Elon Musk accusa: "Un dipendente ha sabotato Tesla"

Il Ceo di Tesla, Elon Musk (Getty Images)
3' di lettura

Il Ceo della società ha scritto ai lavoratori dopo un piccolo incendio, verificatosi nella serata di domenica. Il lavoratore, tra le altre cose, avrebbe fatto trapelare all'esterno dati sensibili

Un "piccolo incendio" e un presunto sabotaggio. Nella storia di Tesla c'è anche un po' di giallo: domenica la produzione si è fermata per alcune ore a causa delle fiamme, immediatamente domate.

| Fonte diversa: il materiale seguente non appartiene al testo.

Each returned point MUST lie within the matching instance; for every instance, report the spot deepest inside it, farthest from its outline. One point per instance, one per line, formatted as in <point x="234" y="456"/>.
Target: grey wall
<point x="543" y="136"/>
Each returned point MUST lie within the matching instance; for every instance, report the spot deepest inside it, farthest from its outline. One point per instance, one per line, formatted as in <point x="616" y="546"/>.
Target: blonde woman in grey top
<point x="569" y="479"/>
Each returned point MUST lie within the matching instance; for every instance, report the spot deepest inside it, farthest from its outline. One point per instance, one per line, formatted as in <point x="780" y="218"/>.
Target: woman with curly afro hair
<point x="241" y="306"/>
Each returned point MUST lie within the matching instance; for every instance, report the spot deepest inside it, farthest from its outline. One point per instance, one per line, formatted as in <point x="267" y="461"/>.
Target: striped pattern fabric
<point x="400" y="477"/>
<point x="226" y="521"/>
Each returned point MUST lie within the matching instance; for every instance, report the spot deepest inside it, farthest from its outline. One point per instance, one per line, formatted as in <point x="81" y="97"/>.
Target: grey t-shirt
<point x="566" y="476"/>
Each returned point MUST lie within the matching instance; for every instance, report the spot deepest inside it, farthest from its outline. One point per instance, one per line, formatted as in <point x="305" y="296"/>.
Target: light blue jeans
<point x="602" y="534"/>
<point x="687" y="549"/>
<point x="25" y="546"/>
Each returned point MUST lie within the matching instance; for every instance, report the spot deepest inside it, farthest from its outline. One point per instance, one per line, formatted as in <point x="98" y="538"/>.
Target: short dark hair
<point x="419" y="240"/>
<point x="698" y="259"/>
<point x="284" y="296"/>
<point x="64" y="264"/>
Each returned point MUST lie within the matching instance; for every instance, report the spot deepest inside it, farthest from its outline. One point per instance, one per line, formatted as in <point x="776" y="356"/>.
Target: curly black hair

La spiegazione, però, ha attirato l'attenzione più del fuoco: poche ore dopo, in una lettera inviata ai dipendenti, il Ceo Elon Musk ha affermato di aver individuato un sabotatore interno.

Il sabotaggio

Si tratterebbe di un dipendente di Tesla, che avrebbe causato danni "piuttosto estesi". Tra le altre cose, scrive Musk nei brani della mail riportati da Business Insider e Cnbc, il sabotatore avrebbe modificato il codice del sistema operativo che gestisce la produzione e inviato "dati sensibili" della compagnia a parti terze. A spingere il lavoratore sarebbe stata la frustrazione per una promozione attesa ma mai arrivata. Non è ancora chiaro se abbia agito agito da solo.

L'accusa ai concorrenti

Insomma, Musk non scende in particolari, ma lascia intendere che dietro il sabotaggio e le azioni di un dipendente potrebbero esserci società che gioirebbero se Tesla fallisse. Cioè, in sostanza, chi scommette su un ribasso del titolo in borsa, le compagnie petrolifere o le case automobilistiche tradizionali: "Non voglio farvi uscire di testa – scrive Musk ai dipendenti – ma si dice che queste società non siano sempre super gentili. Se sono disposti a imbrogliare sulle emissioni, magari potrebbero essere disposti a farlo in altri modi". Un riferimento, non troppo velato, al Dieselgate. Musk, nonostante il piccolo incendio non abbia causato feriti né danni rilevanti alla catena produttiva, ha quindi invitato i dipendenti ad aprire gli occhi, facendo attenzione "a tutto ciò che non è interesse della compagnia".

Musk il paranoico

Musk non è nuovo alla versione del sabotaggio, soprattutto nei momenti di massima tensione come quello attuale. Tesla è infatti in una fase cruciale: per evitare reazioni negative di mercati e azionisti, entro la fine di giugno dovrà raggiungere il traguardo delle cinquemila Model 3 prodotte a settimana. Traguardo, al momento, non scontato. Nel 2016, quando un razzo di Space X (l'altra grande società di Musk) esplose ancor prima del decollo, il Ceo parlò di possibile sabotaggio. Che sia strategia o convinzione, forse lo sa solo Musk. Che, però, almeno riconosce apertamente di essere paranoico. Nella lettera ai dipendenti ha infatti citato una celebre frase dell'ex Ceo di Intel, Andy Grove: "Solo i paranoici sopravvivono".